La semaine dernière, nous vous expliquions que la Lituanie avait lancé un crowdfunding pour acheter un drone en vue de l’envoyer à l’Ukraine. Finalement, elle va l’obtenir gratuitement. Explications.
Depuis le début de la guerre, les aides qu’a apportées la Lituanie à l’Ukraine ont une valeur de plus de 100 millions d’euros. Et le pays balte ne compte pas s’arrêter en si bon chemin.
Fin mai, une chaîne de télévision lituanienne a organisé un crowdfunding pour acheter un Bayraktar TB2, un drone turc particulièrement redoutable face aux chars russes. L’objectif était de récolter 5 millions d’euros. La générosité des Lituaniens a permis de le remplir en… trois jours. Le montant a même fini par être largement dépassé.
L’entreprise turque en fait don
Ce jeudi, apprenant que c’est avec l’argent de citoyens que le drone allait être acheté, son fabricant, Baykar, a annoncé qu’il le donnerait gratuitement à la Lituanie, pour qu’elle le livre à l’Ukraine.
« Le peuple lituanien a honorablement collecté des fonds pour acheter un Bayraktar TB2 pour l’Ukraine. En apprenant cela, Baykar offrira gratuitement un Bayraktar TB2 à la Lituanie et demandera que ces fonds aillent à l’Ukraine pour l’aide humanitaire », a indiqué l’entreprise turque sur Twitter.
« Incroyable », a commenté dans la foulée le ministre lituanien de la Défense, Arvydas Anušauskas. Il a ensuite fait savoir que l’argent récolté servira à acheter les munitions pour le drone et à « soutenir » l’Ukraine. Ce qui ne correspond donc pas totalement au souhait émis par Baykar.
Andrius Tapinas, le journaliste qui a eu l’idée du crowdfunding, a donné plus de détails sur Facebook. Selon lui, 1,5 million d’euros seront transférés au ministère lituanien de la Défense, qui les utilisera pour équiper entièrement le drone. Les 4,4 millions d’euros restants devraient être affectés à l’aide humanitaire, à la défense, à la logistique ou à la reconstruction de l’Ukraine, « à la demande de la Turquie ».
« Nous allons nous asseoir la semaine prochaine pour discuter avec des experts des options, mais puisque c’est tout votre argent, nous devrons probablement faire une enquête nationale et décider ensemble », a expliqué le journaliste.
Le sommet de l’OTAN approche à grands pas
Le fait que Tapinas parle de la « Turquie » et non de Baykar n’est pas anodin. Dans son message, il explique aussi que la décision de donner le drone à la Lituanie a été prise par la société en question et par la Turquie.
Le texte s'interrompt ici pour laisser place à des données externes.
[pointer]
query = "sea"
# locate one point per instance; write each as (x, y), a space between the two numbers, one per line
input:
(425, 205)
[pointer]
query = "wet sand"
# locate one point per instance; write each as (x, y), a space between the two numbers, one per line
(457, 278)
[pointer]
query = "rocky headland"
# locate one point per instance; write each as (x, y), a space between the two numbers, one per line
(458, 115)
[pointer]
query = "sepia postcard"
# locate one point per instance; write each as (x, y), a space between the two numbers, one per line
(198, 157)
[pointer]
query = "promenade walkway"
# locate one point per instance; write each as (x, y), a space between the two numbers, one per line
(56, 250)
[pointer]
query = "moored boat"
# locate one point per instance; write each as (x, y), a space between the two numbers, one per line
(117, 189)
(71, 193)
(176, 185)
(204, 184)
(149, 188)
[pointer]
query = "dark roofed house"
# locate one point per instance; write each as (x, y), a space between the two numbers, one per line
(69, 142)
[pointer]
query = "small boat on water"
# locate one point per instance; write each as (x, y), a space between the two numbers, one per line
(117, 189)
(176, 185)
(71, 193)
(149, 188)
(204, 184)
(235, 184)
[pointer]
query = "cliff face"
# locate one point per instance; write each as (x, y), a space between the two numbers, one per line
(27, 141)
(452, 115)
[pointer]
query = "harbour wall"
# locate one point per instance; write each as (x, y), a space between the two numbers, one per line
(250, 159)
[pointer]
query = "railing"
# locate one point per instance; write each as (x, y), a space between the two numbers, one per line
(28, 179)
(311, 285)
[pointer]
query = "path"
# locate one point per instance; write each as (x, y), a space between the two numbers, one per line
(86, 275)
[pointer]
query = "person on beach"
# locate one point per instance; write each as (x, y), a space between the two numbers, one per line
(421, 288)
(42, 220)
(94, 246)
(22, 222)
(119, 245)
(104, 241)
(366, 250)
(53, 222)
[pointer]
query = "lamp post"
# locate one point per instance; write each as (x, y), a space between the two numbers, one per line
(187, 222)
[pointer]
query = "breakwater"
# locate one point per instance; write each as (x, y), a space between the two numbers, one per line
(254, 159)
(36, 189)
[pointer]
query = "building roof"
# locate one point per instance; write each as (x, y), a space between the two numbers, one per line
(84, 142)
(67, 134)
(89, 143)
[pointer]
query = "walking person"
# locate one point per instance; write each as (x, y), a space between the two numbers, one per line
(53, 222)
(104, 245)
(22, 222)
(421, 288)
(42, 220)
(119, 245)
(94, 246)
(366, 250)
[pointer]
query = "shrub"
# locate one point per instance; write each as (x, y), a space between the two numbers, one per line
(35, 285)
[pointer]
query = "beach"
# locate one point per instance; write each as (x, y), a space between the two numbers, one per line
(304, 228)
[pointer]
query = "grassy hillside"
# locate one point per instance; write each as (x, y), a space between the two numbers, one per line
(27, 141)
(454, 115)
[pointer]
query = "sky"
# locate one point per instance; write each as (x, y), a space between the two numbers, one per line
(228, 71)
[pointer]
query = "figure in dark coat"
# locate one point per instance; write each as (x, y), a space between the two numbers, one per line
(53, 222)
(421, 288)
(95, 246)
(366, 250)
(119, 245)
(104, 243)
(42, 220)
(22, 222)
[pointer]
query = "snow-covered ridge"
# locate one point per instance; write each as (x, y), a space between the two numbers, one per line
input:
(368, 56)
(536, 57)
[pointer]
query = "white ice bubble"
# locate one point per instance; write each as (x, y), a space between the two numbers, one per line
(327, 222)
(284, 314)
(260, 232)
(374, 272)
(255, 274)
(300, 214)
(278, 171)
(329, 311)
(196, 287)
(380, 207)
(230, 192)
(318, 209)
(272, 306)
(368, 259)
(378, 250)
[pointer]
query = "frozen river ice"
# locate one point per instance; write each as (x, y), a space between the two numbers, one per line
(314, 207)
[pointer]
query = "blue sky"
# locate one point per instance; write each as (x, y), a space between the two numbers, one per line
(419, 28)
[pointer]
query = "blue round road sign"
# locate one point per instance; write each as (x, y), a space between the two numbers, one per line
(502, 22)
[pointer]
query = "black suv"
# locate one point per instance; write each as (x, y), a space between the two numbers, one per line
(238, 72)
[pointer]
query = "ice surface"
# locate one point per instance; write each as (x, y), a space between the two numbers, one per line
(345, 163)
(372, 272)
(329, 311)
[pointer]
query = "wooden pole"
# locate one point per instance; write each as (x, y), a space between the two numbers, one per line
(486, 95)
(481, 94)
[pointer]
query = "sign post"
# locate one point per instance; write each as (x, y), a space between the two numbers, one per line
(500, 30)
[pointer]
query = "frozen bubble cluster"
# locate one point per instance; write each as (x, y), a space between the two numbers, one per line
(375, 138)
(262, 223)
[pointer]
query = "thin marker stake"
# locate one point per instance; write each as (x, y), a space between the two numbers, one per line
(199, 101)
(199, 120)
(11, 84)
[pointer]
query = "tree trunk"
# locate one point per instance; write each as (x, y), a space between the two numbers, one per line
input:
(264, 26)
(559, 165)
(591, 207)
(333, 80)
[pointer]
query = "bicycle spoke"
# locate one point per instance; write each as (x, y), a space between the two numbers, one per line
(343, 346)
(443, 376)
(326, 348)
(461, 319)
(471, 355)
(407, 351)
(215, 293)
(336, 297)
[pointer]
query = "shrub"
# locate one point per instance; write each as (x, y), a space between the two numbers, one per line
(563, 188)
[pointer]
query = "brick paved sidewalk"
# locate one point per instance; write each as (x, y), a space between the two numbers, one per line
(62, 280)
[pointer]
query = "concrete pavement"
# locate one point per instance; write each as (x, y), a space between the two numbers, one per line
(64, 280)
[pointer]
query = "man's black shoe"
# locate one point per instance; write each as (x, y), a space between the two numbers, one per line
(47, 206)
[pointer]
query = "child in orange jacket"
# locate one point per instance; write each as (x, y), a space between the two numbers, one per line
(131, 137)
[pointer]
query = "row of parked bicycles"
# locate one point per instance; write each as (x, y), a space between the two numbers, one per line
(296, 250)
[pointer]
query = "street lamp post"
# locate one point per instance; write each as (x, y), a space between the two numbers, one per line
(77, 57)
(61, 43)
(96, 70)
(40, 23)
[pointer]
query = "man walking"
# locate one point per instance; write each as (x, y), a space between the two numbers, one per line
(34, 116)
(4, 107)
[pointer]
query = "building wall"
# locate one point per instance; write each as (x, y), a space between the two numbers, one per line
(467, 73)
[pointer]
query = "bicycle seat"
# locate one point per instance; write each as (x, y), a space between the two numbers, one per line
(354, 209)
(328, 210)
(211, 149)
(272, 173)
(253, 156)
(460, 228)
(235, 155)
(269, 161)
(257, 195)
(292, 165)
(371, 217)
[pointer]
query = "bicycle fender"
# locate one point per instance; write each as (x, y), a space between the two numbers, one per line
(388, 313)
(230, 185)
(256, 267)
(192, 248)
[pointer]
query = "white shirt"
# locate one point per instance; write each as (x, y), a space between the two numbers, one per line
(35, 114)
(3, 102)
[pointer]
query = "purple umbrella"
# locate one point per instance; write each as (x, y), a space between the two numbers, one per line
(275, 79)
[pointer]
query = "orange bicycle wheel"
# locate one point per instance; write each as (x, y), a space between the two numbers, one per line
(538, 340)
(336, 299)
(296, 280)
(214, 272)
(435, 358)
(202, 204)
Autrement dit, le gouvernement turc est derrière la manœuvre.
D’ailleurs, Baykar a accompagné son annonce de photos. Sur celles-ci, on aperçoit le vice-ministre lituanien de la Défense, le PDG de Baykar, ainsi que son directeur technique. Ce dernier, Selcuk Bayraktar, n’est autre que le genre de Recep Tayyip Erdogan, le président turc.
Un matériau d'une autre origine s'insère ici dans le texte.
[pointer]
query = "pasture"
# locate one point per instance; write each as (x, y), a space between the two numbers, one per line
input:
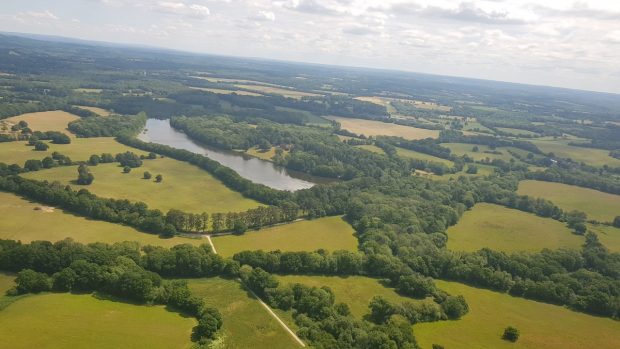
(184, 187)
(246, 323)
(378, 128)
(63, 320)
(508, 230)
(596, 204)
(542, 326)
(331, 233)
(28, 224)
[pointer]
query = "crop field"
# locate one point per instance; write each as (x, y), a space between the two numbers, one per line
(508, 230)
(596, 204)
(46, 121)
(378, 128)
(356, 291)
(246, 323)
(64, 320)
(184, 187)
(80, 149)
(28, 224)
(542, 326)
(330, 233)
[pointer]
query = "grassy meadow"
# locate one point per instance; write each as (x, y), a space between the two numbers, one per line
(64, 320)
(185, 187)
(246, 323)
(378, 128)
(331, 233)
(27, 224)
(508, 230)
(596, 204)
(542, 326)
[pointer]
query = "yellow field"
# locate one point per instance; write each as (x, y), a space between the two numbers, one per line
(330, 233)
(27, 224)
(378, 128)
(542, 326)
(508, 230)
(596, 204)
(185, 187)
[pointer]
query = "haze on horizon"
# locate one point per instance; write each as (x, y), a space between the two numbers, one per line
(571, 44)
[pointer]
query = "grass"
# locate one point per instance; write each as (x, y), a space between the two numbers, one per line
(246, 323)
(80, 149)
(22, 222)
(331, 233)
(185, 187)
(542, 326)
(378, 128)
(597, 205)
(508, 230)
(65, 320)
(355, 291)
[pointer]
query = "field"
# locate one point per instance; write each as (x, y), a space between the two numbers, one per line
(65, 320)
(378, 128)
(356, 291)
(508, 230)
(246, 323)
(46, 121)
(331, 233)
(185, 187)
(27, 224)
(542, 326)
(80, 149)
(596, 204)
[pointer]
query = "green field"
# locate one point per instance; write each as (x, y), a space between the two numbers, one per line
(64, 320)
(185, 187)
(246, 323)
(596, 204)
(356, 291)
(542, 326)
(330, 233)
(27, 224)
(508, 230)
(80, 149)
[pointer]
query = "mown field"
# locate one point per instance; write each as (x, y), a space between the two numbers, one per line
(596, 204)
(378, 128)
(246, 323)
(27, 224)
(66, 320)
(542, 326)
(185, 187)
(508, 230)
(330, 233)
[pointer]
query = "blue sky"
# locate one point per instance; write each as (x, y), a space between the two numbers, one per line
(558, 43)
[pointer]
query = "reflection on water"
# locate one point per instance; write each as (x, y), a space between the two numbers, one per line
(254, 169)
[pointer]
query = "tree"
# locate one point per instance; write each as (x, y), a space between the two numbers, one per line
(511, 334)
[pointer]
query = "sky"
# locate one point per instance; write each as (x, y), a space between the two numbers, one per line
(564, 43)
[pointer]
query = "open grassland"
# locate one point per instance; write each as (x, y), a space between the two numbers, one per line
(80, 149)
(20, 221)
(46, 121)
(246, 323)
(504, 229)
(355, 291)
(66, 320)
(596, 204)
(378, 128)
(590, 156)
(185, 187)
(542, 326)
(330, 233)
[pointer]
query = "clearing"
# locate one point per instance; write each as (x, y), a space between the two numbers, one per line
(331, 233)
(508, 230)
(542, 326)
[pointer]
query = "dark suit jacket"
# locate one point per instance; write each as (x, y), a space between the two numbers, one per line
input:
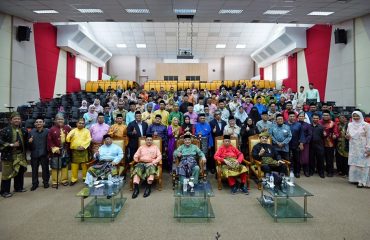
(133, 142)
(219, 131)
(6, 138)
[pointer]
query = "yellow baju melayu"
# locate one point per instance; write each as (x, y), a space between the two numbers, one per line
(79, 138)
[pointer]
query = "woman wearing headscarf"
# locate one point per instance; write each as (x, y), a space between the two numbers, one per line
(358, 133)
(254, 114)
(187, 126)
(304, 153)
(173, 134)
(248, 129)
(240, 116)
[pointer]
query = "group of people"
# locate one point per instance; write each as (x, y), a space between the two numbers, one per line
(310, 139)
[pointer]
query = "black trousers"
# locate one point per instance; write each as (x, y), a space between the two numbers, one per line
(317, 157)
(35, 163)
(342, 163)
(295, 160)
(18, 181)
(329, 157)
(276, 168)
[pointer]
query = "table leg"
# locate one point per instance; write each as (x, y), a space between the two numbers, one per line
(305, 207)
(82, 209)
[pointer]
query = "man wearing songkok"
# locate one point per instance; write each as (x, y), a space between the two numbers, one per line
(188, 166)
(13, 147)
(79, 139)
(147, 158)
(162, 112)
(265, 152)
(231, 159)
(58, 149)
(97, 131)
(158, 129)
(204, 132)
(108, 156)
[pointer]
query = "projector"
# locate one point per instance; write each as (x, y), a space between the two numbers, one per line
(184, 54)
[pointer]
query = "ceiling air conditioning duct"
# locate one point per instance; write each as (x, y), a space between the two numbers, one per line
(75, 39)
(287, 42)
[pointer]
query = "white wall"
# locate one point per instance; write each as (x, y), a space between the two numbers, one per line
(123, 66)
(362, 60)
(5, 60)
(25, 86)
(340, 83)
(214, 64)
(238, 67)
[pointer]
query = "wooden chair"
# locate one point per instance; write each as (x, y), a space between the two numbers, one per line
(255, 166)
(158, 142)
(218, 143)
(202, 167)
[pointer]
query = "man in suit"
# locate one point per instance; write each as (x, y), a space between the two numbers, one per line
(217, 126)
(135, 130)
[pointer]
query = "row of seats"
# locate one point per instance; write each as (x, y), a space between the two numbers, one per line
(214, 85)
(92, 86)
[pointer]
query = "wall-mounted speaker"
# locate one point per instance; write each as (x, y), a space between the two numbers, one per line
(340, 36)
(23, 33)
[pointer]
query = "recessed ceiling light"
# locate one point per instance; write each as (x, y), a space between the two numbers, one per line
(276, 12)
(90, 10)
(230, 11)
(137, 10)
(220, 45)
(45, 11)
(140, 45)
(185, 11)
(319, 13)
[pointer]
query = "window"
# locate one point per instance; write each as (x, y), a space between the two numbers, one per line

Ce « cadeau » de la Turquie à la Lituanie – et, par ricochet, à l’Ukraine – doit être analysé au vu des récents développements au sein de l’OTAN. Pour rappel, la Finlande et la Suède ont introduit le mois dernier une demande pour y adhérer. Mais Ankara s’y oppose, leur reprochant d’héberger des « terroristes » du PKK.
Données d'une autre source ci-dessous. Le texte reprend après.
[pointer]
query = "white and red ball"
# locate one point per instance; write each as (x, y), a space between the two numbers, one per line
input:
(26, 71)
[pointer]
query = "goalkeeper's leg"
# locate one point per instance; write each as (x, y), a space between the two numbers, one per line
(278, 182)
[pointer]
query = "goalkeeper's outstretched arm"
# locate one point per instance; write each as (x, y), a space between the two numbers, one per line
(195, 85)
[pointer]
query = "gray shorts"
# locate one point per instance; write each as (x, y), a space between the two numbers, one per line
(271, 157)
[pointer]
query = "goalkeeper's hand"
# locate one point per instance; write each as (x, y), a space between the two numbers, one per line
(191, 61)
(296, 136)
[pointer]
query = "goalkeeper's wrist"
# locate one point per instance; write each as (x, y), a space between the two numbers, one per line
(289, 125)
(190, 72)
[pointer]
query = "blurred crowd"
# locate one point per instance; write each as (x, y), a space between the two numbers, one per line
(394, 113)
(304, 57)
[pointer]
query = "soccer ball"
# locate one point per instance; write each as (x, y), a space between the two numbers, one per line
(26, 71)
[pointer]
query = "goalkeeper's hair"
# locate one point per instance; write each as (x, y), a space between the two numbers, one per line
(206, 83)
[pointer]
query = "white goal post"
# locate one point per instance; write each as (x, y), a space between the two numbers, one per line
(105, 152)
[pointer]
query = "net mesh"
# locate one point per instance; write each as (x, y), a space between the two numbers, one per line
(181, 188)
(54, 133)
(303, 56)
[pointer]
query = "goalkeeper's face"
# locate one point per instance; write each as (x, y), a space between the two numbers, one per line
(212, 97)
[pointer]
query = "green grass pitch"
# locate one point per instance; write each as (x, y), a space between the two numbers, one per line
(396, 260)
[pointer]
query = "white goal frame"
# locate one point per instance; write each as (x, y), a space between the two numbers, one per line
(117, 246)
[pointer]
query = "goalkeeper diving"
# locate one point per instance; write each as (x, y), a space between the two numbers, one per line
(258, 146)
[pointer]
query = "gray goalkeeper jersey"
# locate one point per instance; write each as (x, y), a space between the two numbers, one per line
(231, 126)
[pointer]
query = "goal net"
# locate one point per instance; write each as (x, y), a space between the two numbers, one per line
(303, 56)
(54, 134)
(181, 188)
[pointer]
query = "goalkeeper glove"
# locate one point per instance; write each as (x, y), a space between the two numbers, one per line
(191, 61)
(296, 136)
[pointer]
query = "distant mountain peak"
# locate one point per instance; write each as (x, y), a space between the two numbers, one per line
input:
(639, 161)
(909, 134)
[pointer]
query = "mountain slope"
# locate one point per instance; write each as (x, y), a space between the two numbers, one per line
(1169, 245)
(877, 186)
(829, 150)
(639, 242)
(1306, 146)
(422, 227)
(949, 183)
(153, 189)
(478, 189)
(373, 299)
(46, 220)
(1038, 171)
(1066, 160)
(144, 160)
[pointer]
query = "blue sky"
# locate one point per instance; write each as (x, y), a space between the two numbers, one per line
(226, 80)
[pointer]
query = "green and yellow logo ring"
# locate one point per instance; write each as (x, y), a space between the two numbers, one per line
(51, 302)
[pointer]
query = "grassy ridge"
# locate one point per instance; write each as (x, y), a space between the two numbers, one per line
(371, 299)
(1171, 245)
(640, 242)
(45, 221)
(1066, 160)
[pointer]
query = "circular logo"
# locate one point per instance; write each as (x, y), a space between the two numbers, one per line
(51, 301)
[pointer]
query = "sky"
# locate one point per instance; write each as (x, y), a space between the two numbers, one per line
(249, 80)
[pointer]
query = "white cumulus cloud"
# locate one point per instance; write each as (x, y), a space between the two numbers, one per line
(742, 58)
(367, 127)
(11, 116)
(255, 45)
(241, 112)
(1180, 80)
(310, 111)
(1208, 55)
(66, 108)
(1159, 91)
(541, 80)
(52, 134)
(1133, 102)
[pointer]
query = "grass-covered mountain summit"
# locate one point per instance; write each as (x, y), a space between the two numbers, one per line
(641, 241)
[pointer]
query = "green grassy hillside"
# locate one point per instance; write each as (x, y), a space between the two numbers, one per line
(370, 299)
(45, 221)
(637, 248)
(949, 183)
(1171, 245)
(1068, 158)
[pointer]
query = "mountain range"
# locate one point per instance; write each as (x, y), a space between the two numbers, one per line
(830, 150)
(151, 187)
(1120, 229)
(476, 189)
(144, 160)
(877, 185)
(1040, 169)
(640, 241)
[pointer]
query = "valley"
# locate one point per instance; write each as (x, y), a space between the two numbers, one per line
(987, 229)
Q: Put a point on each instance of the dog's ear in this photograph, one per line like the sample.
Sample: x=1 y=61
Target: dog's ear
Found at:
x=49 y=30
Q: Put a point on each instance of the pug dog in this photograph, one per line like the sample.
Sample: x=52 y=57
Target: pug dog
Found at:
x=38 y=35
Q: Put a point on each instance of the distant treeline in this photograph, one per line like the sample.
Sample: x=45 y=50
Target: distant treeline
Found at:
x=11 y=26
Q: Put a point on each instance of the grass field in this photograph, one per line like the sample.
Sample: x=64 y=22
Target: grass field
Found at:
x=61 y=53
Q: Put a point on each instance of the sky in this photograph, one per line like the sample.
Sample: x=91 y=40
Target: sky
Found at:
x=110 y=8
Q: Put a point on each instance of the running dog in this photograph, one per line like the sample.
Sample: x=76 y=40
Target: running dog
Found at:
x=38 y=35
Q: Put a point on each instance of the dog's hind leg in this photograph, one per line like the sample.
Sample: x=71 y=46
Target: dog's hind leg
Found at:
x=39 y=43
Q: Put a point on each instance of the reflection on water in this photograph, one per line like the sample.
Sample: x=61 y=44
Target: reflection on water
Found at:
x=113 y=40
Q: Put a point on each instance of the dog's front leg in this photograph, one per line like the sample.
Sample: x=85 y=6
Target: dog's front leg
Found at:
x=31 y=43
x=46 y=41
Depuis, des voyages et des discussions diplomatiques ont eu lieu. Sans déboucher sur une solution, en tout cas pour l’instant. Mercredi, le secrétaire général de l’OTAN, Jens Stoltenberg, a annoncé qu’il allait très bientôt réunir à Bruxelles des représentants des trois pays concernés. Il a dit avoir « l’intention » d’aboutir à un résultat « avant le sommet de l’OTAN » prévu du 28 au 30 juin à Madrid. « En même temps, je sais que pour faire des progrès il faut l’accord des 30 alliés » membres de l’organisation, a-t-il reconnu.
Ankara raffermit ses liens avec Vilnius
Dans ce contexte, le don du drone de la Turquie à la Lituanie apparaît tout de suite comme étant un moins désintéressé. D’autant plus que, la veille, la Lituanie a également signé un accord ouvrant la voie à une coopération avec l’Agence turque de l’industrie de la défense, qui supervise l’industrie de l’armement du pays.
Comme le souligne The Independent, ces dernières semaines, la Lituanie a gagné en influence et en importance, en participant avec acharnement au soutien de l’Ukraine. Comme l’Estonie et la Lettonie, elle fait partie des États qui ont fait les dons les plus importants (rapportés à leur PIB) à Kiev dans sa guerre face à la Russie.